I “millenials” italiani riusciranno ad avere un ruolo decisivo nel referendum costituzionale del prossimo 4 dicembre? A chiederselo non è un sociologo o un commentatore politico, ma Mohamed El-Erian, Chief economic adviser di Allianz SE ed ex amministratore delegato e co-Cio (Chief investment officer, ossia responsabile degli investimenti) di Pacific investment management company (Pimco), il più grande gestore statunitense e mondiale di fondi obbligazionari, da alcuni anni controllato dal gruppo finanziario tedesco.

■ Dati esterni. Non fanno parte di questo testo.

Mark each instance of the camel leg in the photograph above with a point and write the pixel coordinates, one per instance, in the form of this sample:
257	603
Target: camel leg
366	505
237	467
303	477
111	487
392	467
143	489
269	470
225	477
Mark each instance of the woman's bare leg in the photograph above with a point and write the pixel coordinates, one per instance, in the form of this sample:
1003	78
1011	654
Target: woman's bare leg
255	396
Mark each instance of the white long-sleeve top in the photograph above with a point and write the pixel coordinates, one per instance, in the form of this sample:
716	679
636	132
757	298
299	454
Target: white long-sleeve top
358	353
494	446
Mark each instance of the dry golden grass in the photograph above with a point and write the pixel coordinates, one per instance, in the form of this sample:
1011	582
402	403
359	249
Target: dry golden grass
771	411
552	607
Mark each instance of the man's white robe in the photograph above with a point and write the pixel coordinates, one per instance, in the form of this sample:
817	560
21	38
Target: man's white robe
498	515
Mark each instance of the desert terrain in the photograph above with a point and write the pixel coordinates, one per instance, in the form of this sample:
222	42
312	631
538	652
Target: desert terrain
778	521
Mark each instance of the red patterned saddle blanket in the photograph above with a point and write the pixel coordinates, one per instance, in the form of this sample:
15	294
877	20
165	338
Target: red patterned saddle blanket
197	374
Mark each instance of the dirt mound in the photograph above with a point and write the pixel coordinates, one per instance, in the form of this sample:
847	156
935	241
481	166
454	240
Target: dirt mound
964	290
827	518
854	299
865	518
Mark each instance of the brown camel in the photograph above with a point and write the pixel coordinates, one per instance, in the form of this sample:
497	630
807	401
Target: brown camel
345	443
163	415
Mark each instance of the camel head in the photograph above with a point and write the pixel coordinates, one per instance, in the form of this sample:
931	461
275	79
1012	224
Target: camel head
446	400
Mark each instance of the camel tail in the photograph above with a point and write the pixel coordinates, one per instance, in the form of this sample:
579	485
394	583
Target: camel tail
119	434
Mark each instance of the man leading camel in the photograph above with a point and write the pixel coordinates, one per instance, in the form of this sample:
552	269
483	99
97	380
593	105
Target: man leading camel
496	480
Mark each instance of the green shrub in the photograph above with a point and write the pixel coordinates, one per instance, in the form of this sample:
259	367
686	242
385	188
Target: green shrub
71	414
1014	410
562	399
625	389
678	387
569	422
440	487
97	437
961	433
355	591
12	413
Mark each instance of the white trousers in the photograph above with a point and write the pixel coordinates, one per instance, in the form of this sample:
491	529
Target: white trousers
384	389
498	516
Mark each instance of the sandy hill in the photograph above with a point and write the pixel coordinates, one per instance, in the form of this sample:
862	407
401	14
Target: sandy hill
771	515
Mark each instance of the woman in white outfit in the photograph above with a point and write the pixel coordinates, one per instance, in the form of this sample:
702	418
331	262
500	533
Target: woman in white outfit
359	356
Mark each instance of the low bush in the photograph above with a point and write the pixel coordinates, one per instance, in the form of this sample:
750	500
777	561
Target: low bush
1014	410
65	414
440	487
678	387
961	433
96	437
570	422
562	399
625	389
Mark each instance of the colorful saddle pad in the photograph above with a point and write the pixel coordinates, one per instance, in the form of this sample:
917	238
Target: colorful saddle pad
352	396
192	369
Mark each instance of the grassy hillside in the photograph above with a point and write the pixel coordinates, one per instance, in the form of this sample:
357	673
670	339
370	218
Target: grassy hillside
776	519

El-Erian non ha dubbi: per evitare di subire le conseguenze che toccheranno ai loro coetanei britannici, i “millenials” italiani non devono rimanere passivi, rinunciando ad andare a votare e lasciando che il loro futuro sia deciso dalle generazioni più vecchie ed in particolare da elettori arrabbiati su un singolo punto che potrebbero avere una influenza più che proporzionata se i giovani rinunceranno a votare.
Il voto infatti, nota El-Erian, cade in un contesto particolarmente difficile: “la crescita italiana è stata troppo lenta, il peso del debito pubblico è elevato, la disoccupazione troppo elevata ed è durata troppo a lungo soprattutto per coloro che corrono il rischio di passare dall’essere disoccupati al non essere più occupabili” (perché sono rimasti esclusi troppo a lungo dal mercato del lavoro, subendo un fenomeno di “obsolescenza” delle proprie competenze, ndr).
Una serie di governi si sono succeduti, nota l’esperto, “senza riuscire ad ottenere quell’avanzamento economico di cui il paese ha bisogno e che è in grado di ottenere”, così “la fiducia nella classe politica è calata e il sistema è divenuto più rigido”. Il premier Matteo Renzi, sottolinea El-Erian, “sta cercando (di introdurre) una maggiore flessibilità politica per implementare le riforme che porterebbero ad un miglioramento dei risultati economici”.
Ma “anziché essere visto come un passo nella giusta direzione, il referendum è stato “incorniciato” per troppi come un verdetto sul suo governo e, in senso più ampio, sul potere che sarà garantito all’establishment”. Questa personalizzazione del voto referendario è stato un grave errore secondo El-Erian, che nota come comporti il rischio di risultati fortemente incerti.
La possibilità di dare una scossa al sistema politico così che sia più motivato a produrre cambiamenti in grado di generare benefici per il paese, dovrà vedersela da una parte, con la vittoria del “no”, nell’estrema ipotesi, con uno scenario fatto di “dimissioni del primo ministro, elezioni anticipate, mercati finanziari instabili e persino a la domanda se l’Italia resterà nell’eurozona e nell’euro”. Dall’altra, con la vittoria del “sì”, “col rischio di una concentrazione di potere nelle mani di una classe politica che non gode di una elevata fiducia da parte dell’elettorato”.
Insomma, conclude l’esperto: se i giovani vogliono avere una possibilità di influire sulle loro prospettive future devono “partecipare attivamente al processo democratico, agendo dopo essersi informati riguardo ai problemi esistenti, considerando il bilancio di benefici e costi e prendendo in considerazione le implicazioni per il benessere delle future generazioni” che il voto a favore o contro la riforma costituzionale potrà avere.
Proprio perché per i “millennials” ed il loro futuro vi sono molti rischi, sono loro che hanno bisogno di plasmare la conseguenza andando a votare in massa: lo faranno? Possiamo solo sperarlo, qualunque sia l’esito del voto.